Therefore, we turn to how the predictions of voice quality can actually be made electronically. ITU P. 862 introduces Perceptual Evaluation of Speech Quality, the PESQ metric. PESQ is designed to take into account all aspects of voice quality, from the distortion of the codecs themselves to the effects of filtering, delay variation, and dropouts or strange distortions. PESQ was verified with a number of real MOS experiments to make sure that the numbers are reasonable within the range of normal telephone voices.
PESQ is measured on a 1 to 4.5 scale, aligning exactly with the 1 to 5 MOS scale, in the sense that a 1 is a 1, a 2 is a 2, and so on. (The area from 4.5 to 5 in PESQ is not addressed.) PESQ is designed to take into account many different factors that alter the perception of the quality of voice.
The basic concept of PESQ is to have a piece of software or test measurement equipment compare two versions of a recording: the original one and the one distorted by the telephone equipment being measured. PESQ then returns with the expected mean opinion score a group of real listeners are likely to have thought.
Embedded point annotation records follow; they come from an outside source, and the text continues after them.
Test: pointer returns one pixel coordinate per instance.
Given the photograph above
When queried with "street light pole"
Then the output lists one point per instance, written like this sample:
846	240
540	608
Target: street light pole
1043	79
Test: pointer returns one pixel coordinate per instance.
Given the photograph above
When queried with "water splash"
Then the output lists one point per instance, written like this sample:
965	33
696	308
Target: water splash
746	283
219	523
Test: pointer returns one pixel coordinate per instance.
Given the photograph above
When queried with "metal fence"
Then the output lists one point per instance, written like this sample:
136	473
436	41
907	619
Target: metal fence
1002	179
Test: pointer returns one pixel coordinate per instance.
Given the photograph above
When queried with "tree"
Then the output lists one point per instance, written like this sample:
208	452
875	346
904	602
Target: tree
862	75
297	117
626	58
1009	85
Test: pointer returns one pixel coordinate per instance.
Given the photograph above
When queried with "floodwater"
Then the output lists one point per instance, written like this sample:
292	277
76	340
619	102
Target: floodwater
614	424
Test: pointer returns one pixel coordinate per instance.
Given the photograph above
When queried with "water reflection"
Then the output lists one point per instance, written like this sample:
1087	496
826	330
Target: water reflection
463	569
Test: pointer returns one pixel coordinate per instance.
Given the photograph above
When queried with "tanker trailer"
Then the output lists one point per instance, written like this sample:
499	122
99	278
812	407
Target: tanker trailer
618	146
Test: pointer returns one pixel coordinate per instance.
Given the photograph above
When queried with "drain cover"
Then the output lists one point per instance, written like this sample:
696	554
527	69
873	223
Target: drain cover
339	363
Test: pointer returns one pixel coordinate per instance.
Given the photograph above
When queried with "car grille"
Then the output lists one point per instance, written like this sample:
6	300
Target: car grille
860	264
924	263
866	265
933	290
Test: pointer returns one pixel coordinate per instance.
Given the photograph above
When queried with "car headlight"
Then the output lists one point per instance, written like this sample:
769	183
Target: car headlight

PESQ uses a perceptual model of voice, much the same way as perceptual voice codecs do. The two audio samples are mapped and remapped, until they take into account known perceptual qualities, such as the human change in sensitivity to loudness over frequency (sounds get quieter at the same pressure levels as they get higher in pitch). The samples are then matched up in time, eliminating any absolute delay, which affects the quality of a phone call but not a recording. The speech is then broken up into chunks, called utterances, which correspond to the same sound in both the original and distorted recording. The delays and distortions are then analyzed, counted, and correlated, and a number measuring how far removed the distorted signal is from the original signal is presented. This is the PESQ score.
PESQ is our first entry into the area of mathematical, or algorithmic, determination of call quality. It is good for measuring how well a new codec works, or how much noise is being injected into the sample. However, because it requires comparing what the talker said and what the listener heard, it is not practical for real-time call quality measurements.